The Tribunal considered the applicant's claim that the police made inquiries of his family in his hometown before the state of emergency was declared in January 2007. It was not satisfied that this had occurred. It had regard to the fact that when asked at the hearing if anything particular had happened to make him think his arrest was imminent the applicant had made no reference to this claim. The Tribunal found that this would have been an obvious point for the applicant to mention this claim. It found that his claim that strangers, who he speculated were police, had made such inquiries was made belatedly. The Tribunal was not satisfied that the police were making such inquiries. The Tribunal also had regard to the fact that the applicant had not claimed that the police had made any inquiries since that time. It found that this pointed to a lack of interest in his whereabouts by the police. It also had regard to the fact that the applicant had worked at a single workplace in Dhaka for over four years without any apparent police interest in locating him. It found his suggestion that his employer kept his employment a “secret” from the police to be speculation and was of the view that one would have expected the applicant’s employer to have informed him if the police had made inquiries about him. It also had regard to the fact that the applicant claimed he was able to attend regular meetings of the Awami League in Dhaka between 2003 and 2007 and have contact with members of the party without any police harassment of those attending. The Tribunal accepted the applicant lived at various addresses in Dhaka, but as it was satisfied the police had no interest in his whereabouts it did not consider he would be sought out or have problems if he lived at a single address.
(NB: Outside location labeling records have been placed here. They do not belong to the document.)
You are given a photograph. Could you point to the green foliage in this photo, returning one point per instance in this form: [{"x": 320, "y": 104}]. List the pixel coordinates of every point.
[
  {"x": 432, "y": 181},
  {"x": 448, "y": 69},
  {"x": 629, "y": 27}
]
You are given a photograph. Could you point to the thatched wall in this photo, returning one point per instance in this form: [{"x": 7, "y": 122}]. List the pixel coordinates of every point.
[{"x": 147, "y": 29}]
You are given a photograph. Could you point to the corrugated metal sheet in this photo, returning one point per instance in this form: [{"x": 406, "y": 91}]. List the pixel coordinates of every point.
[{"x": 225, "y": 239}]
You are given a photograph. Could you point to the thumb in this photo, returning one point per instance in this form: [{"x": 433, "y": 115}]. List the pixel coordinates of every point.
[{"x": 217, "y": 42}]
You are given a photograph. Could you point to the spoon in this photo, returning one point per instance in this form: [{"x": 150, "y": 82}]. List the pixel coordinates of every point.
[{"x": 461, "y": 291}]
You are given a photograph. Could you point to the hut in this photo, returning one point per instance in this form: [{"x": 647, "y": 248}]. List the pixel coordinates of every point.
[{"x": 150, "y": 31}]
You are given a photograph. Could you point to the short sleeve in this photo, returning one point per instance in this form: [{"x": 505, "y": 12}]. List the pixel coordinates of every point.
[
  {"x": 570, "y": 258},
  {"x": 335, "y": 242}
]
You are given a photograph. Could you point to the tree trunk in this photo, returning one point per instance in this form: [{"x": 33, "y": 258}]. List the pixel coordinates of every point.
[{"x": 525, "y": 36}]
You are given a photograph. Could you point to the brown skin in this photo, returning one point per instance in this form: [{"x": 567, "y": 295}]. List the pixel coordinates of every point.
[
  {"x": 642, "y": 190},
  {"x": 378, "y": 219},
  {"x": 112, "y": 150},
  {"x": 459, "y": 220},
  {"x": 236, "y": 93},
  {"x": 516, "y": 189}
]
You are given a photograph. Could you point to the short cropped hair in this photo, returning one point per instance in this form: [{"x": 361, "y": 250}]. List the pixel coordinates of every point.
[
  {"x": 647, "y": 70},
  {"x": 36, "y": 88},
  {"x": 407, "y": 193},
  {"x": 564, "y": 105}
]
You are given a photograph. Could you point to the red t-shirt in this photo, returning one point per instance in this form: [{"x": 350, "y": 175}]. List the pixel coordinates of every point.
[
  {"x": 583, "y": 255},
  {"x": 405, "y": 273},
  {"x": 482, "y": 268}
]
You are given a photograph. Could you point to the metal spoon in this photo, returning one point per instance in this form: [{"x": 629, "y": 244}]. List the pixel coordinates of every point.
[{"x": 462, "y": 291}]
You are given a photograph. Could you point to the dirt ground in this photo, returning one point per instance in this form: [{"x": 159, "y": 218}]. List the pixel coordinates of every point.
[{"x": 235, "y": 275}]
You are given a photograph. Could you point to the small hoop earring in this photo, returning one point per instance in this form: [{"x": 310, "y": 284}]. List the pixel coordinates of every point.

The Tribunal found that the applicant’s willingness to provide the passport office with his sister's address in Dhaka in 2007 was not consistent with his claim to fear that the police were actively looking for him. Rather this was said to show a confidence that this would not lead to his sister coming under suspicion by the police because of her contact with the applicant.
While the Tribunal accepted that “tens of thousands” of people were arrested in the weeks following the declaration of a state of emergency in January 2007, it inferred that the police had no interest in the applicant's whereabouts “even during this period of focused crackdown”, given that he continued to go to work until he left Bangladesh in November 2007 without any official inquiries being made about him there, or of his family members (or anyone else) and having regard to the fact that he was issued with a valid Bangladeshi passport and was able to leave the country legally and openly. The Tribunal was satisfied that the applicant’s passport would not have been refused because of his political opinion (even if he had not paid a bribe as claimed).
Next, the Tribunal found that evidence from what it described as “other sources above” (which is clearly a reference to the country information cited) did not indicate that ordinary supporters of the Awami League were at risk of being arrested because of their political opinion and indicated that limitations on political activity applied equally to supporters and members of all political groups and parties. It referred to 2007 evidence that political gatherings of less than 50 people in Dhaka were now allowed and was satisfied that the applicant could continue to participate in the level of political activity in which he was involved before his departure from Bangladesh.
The Tribunal also considered the applicant's expressed concern about his safety if the Awami League did not win elections due to be held later in 2008. It acknowledged that the likely outcome of that election was unknown, but had regard to the fact that the applicant had not been subjected to any serious harm or limitation on his right of freedom of expression because of his political opinion in the years after leaving university, prior to the introduction of emergency rule, despite the Awami League being in opposition. It found the chance that he would face persecution for reason of his political opinion under similar circumstances in the future to be remote.
The Tribunal concluded for these reasons that the applicant did not have a well-founded fear of being persecuted in Bangladesh for the Convention reason of political opinion. It noted that he did not claim to fear persecution for any other reason. It also noted that the applicant had asked it to consider his circumstances on humanitarian grounds, but stated that, as it explained at the hearing, that was outside the Tribunal's jurisdiction.
The Tribunal was not satisfied that the applicant was a person to whom Australia had protection obligations under the Refugees Convention. It found that he did not satisfy the criterion for a protection visa. It affirmed the decision of the delegate of the first respondent.
The applicant sought review by application filed on 30 June 2008. There is one ground in the application. It contends that the Tribunal breached its obligations under s.424A(1) of the Migration Act 1958 (Cth) in failing “to discuss” with the applicant or give him an opportunity to provide an explanation in relation to the findings that it made to reject his claims. It was submitted that the Tribunal was under an obligation to put such information to the applicant for comment as information it considered would be the reason or part of the reason for affirming the decision under review.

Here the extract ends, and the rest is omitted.